GRL:  Dear Mr. JBG, 

It seems to me that power grids are operated today as a rational business in that the power grid manager strives to match the supply of energy with the demand of energy. “Bad” is not having energy when customers require it. “Good” is having enough energy at the right price so that customers can demand it and use it as they see fit.

From the foregoing comments, (Am I wrong?) it seems that the commenting persons here are acting upon the assumption that the grid’s operating “values” must change:

“Good” is using renewable energy first and always when it is available, regardless of the cost, regardless of its point of origin / distance from the customer.

Now the Europeans are currently discussing the building of a EUROS 25 Billion continental grid transmission system that would speed solar and / or wind energy generation thousands of km from where it is “now” being created to where it can be utilized by some customer no matter how far away from the point of origin.

The economics of this new “Good” for the grid are quite daunting:  Should we seriously assume that the 7% power losses we experience now with high voltage long-distance transmission will go away? Should we take into account that 2% or 10% utilization of these expensive new direct current high voltage long-haul facilities will add more amortization cost per mWh actually transmitted that will dwarf the economic savings of power loss reduction from 7% to perhaps 3% (I know no one believes there is a tooth fairy that will enable DC to deliver 0% power loss over several hundred kms)…?
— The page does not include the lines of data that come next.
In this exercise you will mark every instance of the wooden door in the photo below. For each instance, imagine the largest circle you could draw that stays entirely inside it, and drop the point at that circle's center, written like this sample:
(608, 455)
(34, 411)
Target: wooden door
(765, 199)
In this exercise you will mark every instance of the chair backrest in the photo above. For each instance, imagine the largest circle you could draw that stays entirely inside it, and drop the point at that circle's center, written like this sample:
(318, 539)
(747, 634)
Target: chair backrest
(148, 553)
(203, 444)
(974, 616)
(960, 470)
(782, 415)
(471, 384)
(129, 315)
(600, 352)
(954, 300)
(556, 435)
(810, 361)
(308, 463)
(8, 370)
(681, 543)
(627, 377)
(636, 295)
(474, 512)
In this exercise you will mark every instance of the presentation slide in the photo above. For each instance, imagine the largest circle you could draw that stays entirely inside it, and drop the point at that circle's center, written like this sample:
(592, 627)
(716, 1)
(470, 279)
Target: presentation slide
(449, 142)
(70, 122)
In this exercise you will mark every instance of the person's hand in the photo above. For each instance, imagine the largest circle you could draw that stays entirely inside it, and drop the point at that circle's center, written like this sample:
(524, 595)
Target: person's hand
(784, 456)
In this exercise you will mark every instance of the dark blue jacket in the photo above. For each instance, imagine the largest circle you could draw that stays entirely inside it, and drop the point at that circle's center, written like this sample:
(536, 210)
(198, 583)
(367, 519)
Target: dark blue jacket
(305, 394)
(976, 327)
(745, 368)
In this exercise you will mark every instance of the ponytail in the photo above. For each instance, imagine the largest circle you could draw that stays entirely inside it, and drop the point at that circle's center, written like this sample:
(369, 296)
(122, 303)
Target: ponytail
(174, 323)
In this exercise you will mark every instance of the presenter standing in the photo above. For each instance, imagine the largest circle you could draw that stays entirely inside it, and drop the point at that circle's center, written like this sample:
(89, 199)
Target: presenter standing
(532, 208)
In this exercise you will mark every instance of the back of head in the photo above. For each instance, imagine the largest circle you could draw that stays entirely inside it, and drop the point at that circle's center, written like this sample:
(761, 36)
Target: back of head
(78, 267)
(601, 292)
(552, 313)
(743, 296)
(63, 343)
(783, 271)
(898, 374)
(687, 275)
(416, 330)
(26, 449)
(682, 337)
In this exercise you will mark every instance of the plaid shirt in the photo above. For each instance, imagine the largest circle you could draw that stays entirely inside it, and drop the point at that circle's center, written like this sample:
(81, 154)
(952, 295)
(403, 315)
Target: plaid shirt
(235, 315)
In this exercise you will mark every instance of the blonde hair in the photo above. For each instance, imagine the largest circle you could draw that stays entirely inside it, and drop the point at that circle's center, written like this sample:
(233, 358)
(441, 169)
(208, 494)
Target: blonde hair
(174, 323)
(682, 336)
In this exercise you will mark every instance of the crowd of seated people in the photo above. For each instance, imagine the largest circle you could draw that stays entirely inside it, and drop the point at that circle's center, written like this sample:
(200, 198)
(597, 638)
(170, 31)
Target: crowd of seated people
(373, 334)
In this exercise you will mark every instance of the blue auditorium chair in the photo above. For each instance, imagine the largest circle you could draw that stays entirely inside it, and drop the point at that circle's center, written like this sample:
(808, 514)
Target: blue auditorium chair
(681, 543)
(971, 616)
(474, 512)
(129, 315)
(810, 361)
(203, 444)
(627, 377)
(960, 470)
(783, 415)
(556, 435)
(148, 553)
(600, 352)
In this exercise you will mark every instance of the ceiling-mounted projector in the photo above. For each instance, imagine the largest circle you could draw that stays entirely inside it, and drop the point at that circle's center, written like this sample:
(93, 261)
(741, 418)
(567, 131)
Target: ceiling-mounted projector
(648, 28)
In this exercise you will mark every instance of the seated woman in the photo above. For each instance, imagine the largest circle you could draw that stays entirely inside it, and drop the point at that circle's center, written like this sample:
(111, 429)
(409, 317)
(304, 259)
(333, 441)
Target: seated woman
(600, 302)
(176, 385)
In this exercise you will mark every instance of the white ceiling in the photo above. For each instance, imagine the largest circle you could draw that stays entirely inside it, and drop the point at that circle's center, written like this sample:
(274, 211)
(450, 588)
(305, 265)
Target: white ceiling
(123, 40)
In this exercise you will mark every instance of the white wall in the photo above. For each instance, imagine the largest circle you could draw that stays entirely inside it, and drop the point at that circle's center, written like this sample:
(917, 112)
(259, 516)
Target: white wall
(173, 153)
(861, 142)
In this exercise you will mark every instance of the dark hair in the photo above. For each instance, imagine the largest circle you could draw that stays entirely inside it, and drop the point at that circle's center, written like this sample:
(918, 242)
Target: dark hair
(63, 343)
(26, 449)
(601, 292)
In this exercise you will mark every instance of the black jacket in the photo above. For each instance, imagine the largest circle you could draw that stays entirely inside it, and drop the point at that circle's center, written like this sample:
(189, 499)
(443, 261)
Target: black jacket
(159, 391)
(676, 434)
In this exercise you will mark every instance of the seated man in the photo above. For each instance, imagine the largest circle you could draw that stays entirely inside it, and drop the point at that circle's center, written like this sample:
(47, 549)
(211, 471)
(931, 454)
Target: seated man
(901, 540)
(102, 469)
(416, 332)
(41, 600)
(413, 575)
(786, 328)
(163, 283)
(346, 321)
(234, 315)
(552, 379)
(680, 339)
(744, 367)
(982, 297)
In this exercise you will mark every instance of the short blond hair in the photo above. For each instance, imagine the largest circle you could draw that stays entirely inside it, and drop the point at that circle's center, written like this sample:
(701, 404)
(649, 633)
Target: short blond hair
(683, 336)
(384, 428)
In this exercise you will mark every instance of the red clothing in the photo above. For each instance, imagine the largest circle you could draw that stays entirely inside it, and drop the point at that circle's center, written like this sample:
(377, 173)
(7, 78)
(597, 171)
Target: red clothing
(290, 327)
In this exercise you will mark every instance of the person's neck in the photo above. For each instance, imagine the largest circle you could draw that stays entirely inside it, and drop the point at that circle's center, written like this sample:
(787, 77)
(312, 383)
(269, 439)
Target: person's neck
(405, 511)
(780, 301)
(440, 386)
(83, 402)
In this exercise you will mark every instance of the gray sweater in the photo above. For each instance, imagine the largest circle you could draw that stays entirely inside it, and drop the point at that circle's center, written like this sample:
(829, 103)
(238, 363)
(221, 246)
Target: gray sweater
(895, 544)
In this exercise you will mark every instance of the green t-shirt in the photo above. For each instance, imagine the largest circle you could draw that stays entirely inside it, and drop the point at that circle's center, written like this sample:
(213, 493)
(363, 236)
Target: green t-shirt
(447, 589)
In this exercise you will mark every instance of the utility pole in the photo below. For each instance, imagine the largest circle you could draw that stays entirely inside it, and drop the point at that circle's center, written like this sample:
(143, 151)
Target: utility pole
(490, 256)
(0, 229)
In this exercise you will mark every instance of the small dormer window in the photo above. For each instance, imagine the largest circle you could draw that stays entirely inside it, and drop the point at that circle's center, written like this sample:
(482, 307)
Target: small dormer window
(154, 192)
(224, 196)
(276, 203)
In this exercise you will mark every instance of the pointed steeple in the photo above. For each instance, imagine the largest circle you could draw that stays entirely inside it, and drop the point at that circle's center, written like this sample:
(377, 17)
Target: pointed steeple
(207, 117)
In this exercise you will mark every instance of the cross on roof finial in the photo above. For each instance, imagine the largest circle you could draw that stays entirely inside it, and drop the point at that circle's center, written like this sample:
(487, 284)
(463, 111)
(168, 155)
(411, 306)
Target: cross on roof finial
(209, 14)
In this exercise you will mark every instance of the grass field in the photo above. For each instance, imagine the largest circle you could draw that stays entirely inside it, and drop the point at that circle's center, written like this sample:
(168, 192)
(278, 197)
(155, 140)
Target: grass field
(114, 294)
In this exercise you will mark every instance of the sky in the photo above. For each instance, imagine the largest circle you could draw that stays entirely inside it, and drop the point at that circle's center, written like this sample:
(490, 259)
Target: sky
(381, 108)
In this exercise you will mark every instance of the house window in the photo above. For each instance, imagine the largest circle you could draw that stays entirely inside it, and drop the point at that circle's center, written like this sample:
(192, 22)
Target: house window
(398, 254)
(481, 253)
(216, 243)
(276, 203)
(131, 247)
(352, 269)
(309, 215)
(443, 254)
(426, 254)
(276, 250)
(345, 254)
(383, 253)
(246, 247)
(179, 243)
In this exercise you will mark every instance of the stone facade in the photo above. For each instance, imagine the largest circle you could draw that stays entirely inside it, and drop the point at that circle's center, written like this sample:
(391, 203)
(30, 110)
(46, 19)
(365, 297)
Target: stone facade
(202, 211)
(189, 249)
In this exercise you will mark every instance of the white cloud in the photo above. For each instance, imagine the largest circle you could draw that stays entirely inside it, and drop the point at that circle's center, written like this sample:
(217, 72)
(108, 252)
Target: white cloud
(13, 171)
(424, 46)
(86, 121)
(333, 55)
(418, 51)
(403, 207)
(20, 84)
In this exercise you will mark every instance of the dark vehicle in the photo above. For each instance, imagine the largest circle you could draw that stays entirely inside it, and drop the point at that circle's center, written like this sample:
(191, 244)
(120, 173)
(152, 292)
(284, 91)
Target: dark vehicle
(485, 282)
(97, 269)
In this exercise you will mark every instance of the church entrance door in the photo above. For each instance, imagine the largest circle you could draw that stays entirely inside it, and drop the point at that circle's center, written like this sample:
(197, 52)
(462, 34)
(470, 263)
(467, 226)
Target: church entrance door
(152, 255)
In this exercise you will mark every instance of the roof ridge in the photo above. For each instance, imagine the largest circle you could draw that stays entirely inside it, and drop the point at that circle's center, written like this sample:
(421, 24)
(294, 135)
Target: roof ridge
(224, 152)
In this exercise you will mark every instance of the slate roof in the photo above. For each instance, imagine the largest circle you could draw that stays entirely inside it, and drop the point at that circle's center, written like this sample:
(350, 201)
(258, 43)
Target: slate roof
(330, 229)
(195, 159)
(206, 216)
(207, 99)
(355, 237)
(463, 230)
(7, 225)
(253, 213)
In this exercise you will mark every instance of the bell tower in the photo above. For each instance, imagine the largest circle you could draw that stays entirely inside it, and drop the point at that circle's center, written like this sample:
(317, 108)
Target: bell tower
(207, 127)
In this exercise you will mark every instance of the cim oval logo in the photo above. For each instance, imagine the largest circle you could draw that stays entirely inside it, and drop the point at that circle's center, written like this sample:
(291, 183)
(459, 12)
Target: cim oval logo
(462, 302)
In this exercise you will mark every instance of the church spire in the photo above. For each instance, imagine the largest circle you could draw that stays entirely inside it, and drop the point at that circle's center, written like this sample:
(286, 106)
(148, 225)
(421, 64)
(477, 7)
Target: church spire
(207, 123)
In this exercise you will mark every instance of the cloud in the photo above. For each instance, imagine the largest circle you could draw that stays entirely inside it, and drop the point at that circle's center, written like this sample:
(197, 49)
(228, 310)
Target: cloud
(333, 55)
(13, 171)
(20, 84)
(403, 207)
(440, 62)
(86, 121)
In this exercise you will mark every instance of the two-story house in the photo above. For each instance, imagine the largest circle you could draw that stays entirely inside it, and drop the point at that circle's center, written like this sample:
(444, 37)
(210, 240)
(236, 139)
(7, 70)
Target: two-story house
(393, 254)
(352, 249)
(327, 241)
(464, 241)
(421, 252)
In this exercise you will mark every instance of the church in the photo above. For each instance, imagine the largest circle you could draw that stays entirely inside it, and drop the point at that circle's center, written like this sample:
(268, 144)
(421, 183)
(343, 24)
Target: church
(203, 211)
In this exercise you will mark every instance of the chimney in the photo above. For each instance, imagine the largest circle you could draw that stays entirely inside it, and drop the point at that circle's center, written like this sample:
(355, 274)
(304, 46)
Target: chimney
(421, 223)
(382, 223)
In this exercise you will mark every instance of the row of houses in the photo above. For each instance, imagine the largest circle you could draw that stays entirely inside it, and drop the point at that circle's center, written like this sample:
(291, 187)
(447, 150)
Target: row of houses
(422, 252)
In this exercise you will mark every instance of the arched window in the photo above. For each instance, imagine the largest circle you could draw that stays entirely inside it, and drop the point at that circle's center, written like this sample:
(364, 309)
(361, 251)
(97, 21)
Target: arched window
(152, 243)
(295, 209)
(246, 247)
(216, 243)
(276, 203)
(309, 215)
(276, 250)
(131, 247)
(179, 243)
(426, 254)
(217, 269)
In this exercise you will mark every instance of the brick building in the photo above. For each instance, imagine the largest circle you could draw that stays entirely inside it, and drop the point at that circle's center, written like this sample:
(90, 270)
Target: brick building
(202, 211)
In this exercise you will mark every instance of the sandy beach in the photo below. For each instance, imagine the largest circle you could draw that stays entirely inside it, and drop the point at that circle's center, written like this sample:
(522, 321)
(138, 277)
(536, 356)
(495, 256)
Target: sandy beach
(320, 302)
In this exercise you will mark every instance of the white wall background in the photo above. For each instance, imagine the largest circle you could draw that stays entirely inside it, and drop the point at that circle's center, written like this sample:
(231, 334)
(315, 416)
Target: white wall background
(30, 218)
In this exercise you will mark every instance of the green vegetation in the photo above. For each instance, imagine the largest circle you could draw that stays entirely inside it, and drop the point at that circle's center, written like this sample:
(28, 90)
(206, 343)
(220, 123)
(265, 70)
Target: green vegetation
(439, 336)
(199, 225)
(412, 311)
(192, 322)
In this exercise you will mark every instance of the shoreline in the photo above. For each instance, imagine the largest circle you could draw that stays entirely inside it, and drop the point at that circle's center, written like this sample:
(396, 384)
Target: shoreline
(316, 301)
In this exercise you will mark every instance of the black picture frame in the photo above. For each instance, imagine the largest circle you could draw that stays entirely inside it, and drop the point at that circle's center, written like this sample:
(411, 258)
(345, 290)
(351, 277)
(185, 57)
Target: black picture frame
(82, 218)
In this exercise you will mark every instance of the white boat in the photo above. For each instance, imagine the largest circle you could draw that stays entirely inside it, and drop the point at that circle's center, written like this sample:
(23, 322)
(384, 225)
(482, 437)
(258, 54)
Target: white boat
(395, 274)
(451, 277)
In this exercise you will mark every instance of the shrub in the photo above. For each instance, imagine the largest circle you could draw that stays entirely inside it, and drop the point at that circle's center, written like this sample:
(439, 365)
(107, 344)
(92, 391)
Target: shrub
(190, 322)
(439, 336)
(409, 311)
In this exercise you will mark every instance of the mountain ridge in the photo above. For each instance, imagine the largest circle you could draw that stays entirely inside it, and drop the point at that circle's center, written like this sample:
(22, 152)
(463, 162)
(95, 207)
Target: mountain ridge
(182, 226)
I also wonder what happens to that euphemistic “spinning reserve”, that load-chasing energy generation resource (maybe a gas turbine, maybe a coal-fired plant with a souped-up management system?) that must the throttled down to ‘idle’ while the ‘Greater Good’ wind and solar ‘moments of energy availability’ take precedence.

It seems folly to me that a hugely expensive direct current high voltage transmission system, should be managed by an also extremely costly, sophisticated self-aware smart grid management system that manages energy traffic in every grid nook and cranny in favor of solar and wind and IN LIEU OF those pedestrian, less expensive, and far-more-filthy gas, coal, and nuclear base load alternatives.

What the utility really needs is a low-cost, non-polluting small modular energy generator that can be co-located with the existing local power distribution grid. This small modular energy generator should follow the energy demand of the grid naturally by means of its operating design, not by the miraculous management manipulation of the grid.

Such a power generator would be much less expensive to build and deploy than thousands of km of new DC distribution infrastructure, and tens of electricity devouring data centers running energy management DBs with 3 million line algorithyms.

Just such a small modular energy generator was conceived of but discarded forty years ago by the all seeing eyes of the U.S. Dept. of Energy in its wisdom.

Just such a small modular energy generator is now being dusted off and will become prevalent finally in power grids. It is a simpler more economically rational solution than a collossal new grid built and managed to chase after ephemeral renewable energy.

Why will this small modular power generator prevail instead of the DC transmitted and newly smartened grid? It will lower the cost of electricity — even from current alternatives. It will make electricity more available and more reliable, bolstered by a more modest but managerially still superior smart grid.

As a result more people in more places will be able to take advantage of low-cost energy to pursue their prosperity.

I believe this small modular power generator may actually act upon the same principle that water does when it strives to seek its own level, obeying the gravity of its economics.